”everything human must have in it both joy and sorrow; the only matter of interest is the manner in which the two things are balanced or divided.”
— g.k. chesterton
when i get grumpy, i get very grumpy.
today it was sort of a slow, afternoon-long process. probably didn’t help that my lunch was a strawberry and a tablespoon of peanut butter — and that was because i knew i had to eat something.
i begin to understand (a little) why depression is so hard to recover from. once you get in that current of emotion (or nonemotion) you go down and down and down … and don’t feel like fighting it. you wish everyone would stop talking and being so … energetic … and just let you alone, in the quiet, with your mind. only then your mind does all the talking and it doesn’t always say nice things to you about you or anyone else.
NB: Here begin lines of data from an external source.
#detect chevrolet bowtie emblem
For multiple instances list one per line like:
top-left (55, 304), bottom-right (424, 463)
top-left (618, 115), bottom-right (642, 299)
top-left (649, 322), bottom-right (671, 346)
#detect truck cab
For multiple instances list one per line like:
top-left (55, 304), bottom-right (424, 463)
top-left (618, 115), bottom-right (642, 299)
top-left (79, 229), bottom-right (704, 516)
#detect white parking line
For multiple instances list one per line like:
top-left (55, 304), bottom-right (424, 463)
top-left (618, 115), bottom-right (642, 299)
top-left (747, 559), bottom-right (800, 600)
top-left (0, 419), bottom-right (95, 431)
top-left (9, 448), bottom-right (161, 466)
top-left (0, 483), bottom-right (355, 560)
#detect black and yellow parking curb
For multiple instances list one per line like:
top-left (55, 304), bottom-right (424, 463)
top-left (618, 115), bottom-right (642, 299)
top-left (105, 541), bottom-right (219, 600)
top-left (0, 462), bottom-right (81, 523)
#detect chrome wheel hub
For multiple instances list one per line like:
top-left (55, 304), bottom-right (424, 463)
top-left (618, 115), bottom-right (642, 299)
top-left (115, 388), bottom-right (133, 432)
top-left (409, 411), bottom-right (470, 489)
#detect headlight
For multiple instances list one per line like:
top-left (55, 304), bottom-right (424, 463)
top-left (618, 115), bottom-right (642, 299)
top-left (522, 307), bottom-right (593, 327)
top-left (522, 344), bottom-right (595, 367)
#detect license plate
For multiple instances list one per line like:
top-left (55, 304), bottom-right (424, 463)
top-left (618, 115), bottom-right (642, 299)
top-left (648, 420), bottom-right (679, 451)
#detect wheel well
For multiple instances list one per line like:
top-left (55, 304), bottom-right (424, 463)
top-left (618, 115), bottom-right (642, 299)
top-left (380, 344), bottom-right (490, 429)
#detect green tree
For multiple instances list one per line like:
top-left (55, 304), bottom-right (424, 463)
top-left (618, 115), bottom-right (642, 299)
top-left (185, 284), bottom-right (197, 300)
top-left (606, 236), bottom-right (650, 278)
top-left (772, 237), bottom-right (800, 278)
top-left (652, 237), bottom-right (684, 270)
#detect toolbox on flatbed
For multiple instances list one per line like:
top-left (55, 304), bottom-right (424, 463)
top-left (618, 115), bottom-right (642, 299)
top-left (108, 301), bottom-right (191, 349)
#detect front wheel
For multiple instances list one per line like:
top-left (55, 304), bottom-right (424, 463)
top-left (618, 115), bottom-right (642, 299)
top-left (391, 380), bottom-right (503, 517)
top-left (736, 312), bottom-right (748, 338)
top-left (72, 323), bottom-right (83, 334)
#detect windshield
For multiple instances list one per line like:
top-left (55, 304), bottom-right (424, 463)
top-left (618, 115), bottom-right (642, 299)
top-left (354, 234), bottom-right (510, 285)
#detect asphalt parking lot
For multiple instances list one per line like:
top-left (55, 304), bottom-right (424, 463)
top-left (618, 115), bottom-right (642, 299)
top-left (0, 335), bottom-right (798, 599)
i second-guess myself a lot. i did it most of the afternoon, i think. while being grumpy.
it didn’t help.
eventually things got better, through a combination of eating dinner, throwing things away, praying something like “hi God, i need help,” and watching a william powell and myrna loy movie.
maybe my little introvert just had too much excitement this week.
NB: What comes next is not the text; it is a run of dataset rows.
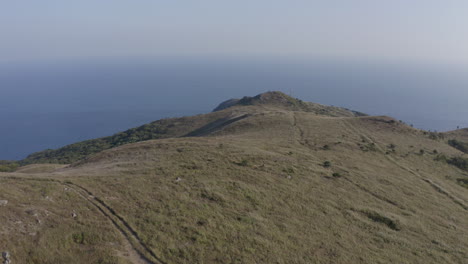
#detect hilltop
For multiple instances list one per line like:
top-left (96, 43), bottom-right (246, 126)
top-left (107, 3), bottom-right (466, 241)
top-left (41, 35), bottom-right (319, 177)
top-left (213, 91), bottom-right (367, 117)
top-left (444, 128), bottom-right (468, 143)
top-left (20, 91), bottom-right (365, 165)
top-left (1, 91), bottom-right (467, 264)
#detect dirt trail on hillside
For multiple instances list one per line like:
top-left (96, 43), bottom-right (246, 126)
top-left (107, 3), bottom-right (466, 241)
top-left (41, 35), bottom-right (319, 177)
top-left (1, 176), bottom-right (166, 264)
top-left (292, 113), bottom-right (306, 146)
top-left (64, 182), bottom-right (166, 264)
top-left (342, 119), bottom-right (468, 211)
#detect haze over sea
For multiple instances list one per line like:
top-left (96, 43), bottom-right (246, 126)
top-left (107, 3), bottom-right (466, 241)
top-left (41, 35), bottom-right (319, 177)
top-left (1, 58), bottom-right (468, 160)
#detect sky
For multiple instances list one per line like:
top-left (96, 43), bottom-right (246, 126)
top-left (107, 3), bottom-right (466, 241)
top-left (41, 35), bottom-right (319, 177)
top-left (1, 1), bottom-right (468, 159)
top-left (1, 1), bottom-right (468, 65)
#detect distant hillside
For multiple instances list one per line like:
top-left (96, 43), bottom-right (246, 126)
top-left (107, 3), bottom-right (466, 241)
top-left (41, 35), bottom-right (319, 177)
top-left (21, 91), bottom-right (366, 165)
top-left (444, 128), bottom-right (468, 143)
top-left (21, 112), bottom-right (226, 165)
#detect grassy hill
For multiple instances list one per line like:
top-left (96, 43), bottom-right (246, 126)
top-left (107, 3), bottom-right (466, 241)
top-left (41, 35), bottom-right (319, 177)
top-left (444, 128), bottom-right (468, 143)
top-left (20, 91), bottom-right (365, 165)
top-left (1, 91), bottom-right (467, 264)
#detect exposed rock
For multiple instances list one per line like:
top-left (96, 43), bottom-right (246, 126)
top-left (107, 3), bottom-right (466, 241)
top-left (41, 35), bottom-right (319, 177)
top-left (2, 251), bottom-right (11, 264)
top-left (0, 200), bottom-right (7, 206)
top-left (175, 177), bottom-right (182, 182)
top-left (71, 212), bottom-right (77, 218)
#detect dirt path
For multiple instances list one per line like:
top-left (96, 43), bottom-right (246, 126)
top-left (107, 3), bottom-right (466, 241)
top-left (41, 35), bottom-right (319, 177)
top-left (64, 182), bottom-right (164, 264)
top-left (64, 181), bottom-right (168, 264)
top-left (1, 176), bottom-right (167, 264)
top-left (292, 112), bottom-right (307, 146)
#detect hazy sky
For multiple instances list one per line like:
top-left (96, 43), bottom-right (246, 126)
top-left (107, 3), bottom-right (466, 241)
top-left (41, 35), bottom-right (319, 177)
top-left (1, 1), bottom-right (468, 65)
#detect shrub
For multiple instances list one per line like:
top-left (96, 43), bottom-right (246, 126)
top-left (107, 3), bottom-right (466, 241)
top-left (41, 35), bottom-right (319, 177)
top-left (448, 139), bottom-right (468, 154)
top-left (323, 161), bottom-right (331, 168)
top-left (71, 231), bottom-right (100, 245)
top-left (428, 132), bottom-right (444, 140)
top-left (457, 178), bottom-right (468, 189)
top-left (447, 157), bottom-right (468, 171)
top-left (235, 159), bottom-right (249, 166)
top-left (434, 154), bottom-right (448, 162)
top-left (361, 143), bottom-right (377, 152)
top-left (0, 162), bottom-right (19, 172)
top-left (361, 210), bottom-right (400, 231)
top-left (332, 172), bottom-right (341, 178)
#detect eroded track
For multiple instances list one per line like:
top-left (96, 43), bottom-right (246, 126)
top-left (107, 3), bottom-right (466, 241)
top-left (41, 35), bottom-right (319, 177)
top-left (1, 176), bottom-right (167, 264)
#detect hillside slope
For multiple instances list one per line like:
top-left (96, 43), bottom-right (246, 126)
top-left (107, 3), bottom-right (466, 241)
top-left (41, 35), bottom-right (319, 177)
top-left (1, 92), bottom-right (467, 264)
top-left (444, 128), bottom-right (468, 142)
top-left (21, 91), bottom-right (364, 165)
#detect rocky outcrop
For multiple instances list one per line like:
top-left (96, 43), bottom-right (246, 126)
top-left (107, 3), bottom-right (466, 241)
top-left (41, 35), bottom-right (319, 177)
top-left (2, 251), bottom-right (11, 264)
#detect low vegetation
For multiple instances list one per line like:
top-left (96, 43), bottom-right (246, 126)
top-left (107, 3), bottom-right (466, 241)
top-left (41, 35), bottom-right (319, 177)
top-left (20, 112), bottom-right (231, 165)
top-left (448, 139), bottom-right (468, 154)
top-left (457, 178), bottom-right (468, 189)
top-left (20, 120), bottom-right (175, 164)
top-left (332, 172), bottom-right (342, 178)
top-left (360, 210), bottom-right (401, 231)
top-left (447, 156), bottom-right (468, 171)
top-left (0, 161), bottom-right (19, 172)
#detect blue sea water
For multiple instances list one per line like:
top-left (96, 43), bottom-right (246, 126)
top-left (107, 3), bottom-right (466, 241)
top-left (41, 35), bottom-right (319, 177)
top-left (1, 58), bottom-right (467, 160)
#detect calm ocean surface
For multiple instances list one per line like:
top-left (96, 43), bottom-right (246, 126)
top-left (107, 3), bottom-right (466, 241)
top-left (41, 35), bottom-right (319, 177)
top-left (1, 58), bottom-right (467, 160)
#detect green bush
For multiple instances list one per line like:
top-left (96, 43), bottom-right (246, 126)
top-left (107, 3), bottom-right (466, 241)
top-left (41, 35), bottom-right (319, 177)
top-left (234, 159), bottom-right (249, 166)
top-left (332, 172), bottom-right (341, 178)
top-left (19, 118), bottom-right (177, 165)
top-left (0, 161), bottom-right (19, 172)
top-left (448, 139), bottom-right (468, 154)
top-left (447, 157), bottom-right (468, 171)
top-left (457, 178), bottom-right (468, 189)
top-left (361, 210), bottom-right (400, 231)
top-left (359, 143), bottom-right (377, 152)
top-left (323, 161), bottom-right (331, 168)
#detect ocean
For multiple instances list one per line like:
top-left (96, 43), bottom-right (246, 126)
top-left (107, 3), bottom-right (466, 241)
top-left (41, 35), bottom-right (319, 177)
top-left (1, 58), bottom-right (467, 160)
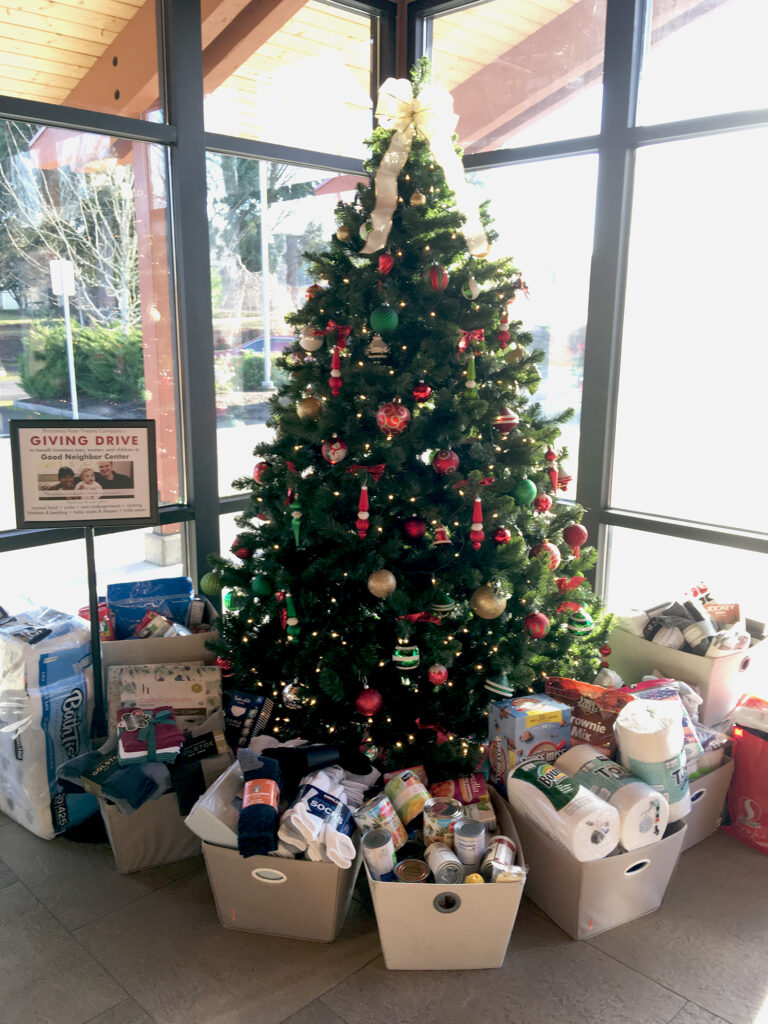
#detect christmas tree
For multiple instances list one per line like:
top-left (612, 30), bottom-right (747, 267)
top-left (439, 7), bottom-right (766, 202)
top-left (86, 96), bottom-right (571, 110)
top-left (206, 61), bottom-right (611, 779)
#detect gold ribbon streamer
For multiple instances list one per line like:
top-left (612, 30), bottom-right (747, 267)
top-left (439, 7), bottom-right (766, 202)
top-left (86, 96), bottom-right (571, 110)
top-left (361, 78), bottom-right (489, 258)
maybe i was preoccupied with how to finally get right something i’ve been doing wrong.
i need to learn how to not be selfish. life isn’t about me.
i think i understand now what marita littauer means when she says phlegmatic personalities want to be valued just for who they are as a person and not for anything they do or don’t do. let’s forget my accomplishments and my failures. just love me because i’m alive — please?
anyway. this has not been a bad day. it just had more blue moments than usual.